Тайна двух океанов(ил. А.Васина и Б.Маркевича 1954г.)
Шрифт:
– Что же делать? – спросил старший лейтенант. После короткого молчания капитан сказал:
– А пока, Александр Леонидович, поднимите инфракрасный разведчик над поверхностью льдины и выясните все, что нужно, чтобы иметь ясное представление об окружающих нас условиях. Через два часа я созову совещание всего командного состава, и тогда мы примем окончательное решение.

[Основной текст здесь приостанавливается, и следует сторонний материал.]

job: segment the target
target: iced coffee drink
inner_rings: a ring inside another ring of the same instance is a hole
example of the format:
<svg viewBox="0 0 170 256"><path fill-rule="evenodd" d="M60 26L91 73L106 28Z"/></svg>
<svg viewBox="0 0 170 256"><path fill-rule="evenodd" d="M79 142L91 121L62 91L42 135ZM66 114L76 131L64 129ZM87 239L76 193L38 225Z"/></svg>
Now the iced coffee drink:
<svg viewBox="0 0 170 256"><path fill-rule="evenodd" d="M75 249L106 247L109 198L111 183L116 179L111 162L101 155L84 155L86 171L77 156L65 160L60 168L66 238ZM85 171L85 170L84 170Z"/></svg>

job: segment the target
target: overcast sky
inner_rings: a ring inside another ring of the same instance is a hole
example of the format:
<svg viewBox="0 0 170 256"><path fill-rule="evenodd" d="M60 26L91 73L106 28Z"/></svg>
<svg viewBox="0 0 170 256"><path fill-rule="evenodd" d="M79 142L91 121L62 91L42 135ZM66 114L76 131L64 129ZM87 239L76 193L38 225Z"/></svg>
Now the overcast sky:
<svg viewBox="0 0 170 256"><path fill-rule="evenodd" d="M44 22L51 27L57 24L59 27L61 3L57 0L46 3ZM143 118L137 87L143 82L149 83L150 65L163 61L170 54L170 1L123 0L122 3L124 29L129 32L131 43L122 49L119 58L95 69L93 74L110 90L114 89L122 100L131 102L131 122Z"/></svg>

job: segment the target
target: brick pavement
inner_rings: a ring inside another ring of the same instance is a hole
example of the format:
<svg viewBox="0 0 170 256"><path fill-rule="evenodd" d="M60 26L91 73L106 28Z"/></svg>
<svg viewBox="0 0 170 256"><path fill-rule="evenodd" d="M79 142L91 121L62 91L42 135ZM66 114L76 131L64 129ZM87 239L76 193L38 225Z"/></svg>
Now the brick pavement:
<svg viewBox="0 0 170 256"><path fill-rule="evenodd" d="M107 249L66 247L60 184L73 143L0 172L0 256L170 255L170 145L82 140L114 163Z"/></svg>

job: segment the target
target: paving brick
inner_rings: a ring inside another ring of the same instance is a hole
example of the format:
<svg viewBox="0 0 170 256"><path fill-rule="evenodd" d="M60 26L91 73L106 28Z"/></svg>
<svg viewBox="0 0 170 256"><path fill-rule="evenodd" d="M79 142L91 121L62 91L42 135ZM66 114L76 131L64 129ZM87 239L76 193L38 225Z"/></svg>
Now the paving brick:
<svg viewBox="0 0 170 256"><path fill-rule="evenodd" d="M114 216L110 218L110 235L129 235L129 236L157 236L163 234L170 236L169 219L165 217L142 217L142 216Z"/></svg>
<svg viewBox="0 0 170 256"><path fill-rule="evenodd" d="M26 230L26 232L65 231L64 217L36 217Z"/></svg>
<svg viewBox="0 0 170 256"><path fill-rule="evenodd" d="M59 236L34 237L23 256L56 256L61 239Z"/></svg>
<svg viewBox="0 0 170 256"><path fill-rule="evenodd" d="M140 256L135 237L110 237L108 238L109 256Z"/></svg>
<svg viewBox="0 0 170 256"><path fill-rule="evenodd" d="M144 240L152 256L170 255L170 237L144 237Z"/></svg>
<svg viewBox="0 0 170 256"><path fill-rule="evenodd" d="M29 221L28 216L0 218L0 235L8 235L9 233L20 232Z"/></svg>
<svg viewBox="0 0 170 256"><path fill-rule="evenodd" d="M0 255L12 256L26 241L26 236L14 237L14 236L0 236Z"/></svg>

На совещании старший лейтенант доложил, что размеры льдины – четыреста семьдесят пять метров в длину с веста на ост, а ширина в том месте, где находится подлодка, – триста шестьдесят восемь метров с зюйда на норд. Ширина ледяной перемычки, отделяющей внутреннюю полынью от открытого моря, равняется на норде девяноста двум метрам, на зюйде – семидесяти шести. Температура воды в полынье – на границе
Совещание прошло очень оживленно. Было принято решение: в течение трех дней выжидать результатов действия шторма, держать корпус подлодки «на пару», согревая воду в полынье, чтобы не допустить ее замерзания и насколько возможно ослабить этим смерзание частей льдины; кроме того, по предложению старшего акустика Чижова, пустить в ход на полную мощность обе ультразвуковые пушки, кормовую и носовую, действуя лучами по линии шва, разрыхляя ими в этих местах лед и ослабляя его сопротивление шторму.
Потянулись долгие, томительные часы ожидания, безделья и тревоги. Шторм продолжался, не только не утихая, но даже усиливаясь. По поверхности океана катились огромные волны, достигавшие порой двенадцати метров высоты, и, как гигантские тараны, били по айсбергу. Их громовые удары, оглушительный грохот и рев были ясно слышны даже в полынье под водой.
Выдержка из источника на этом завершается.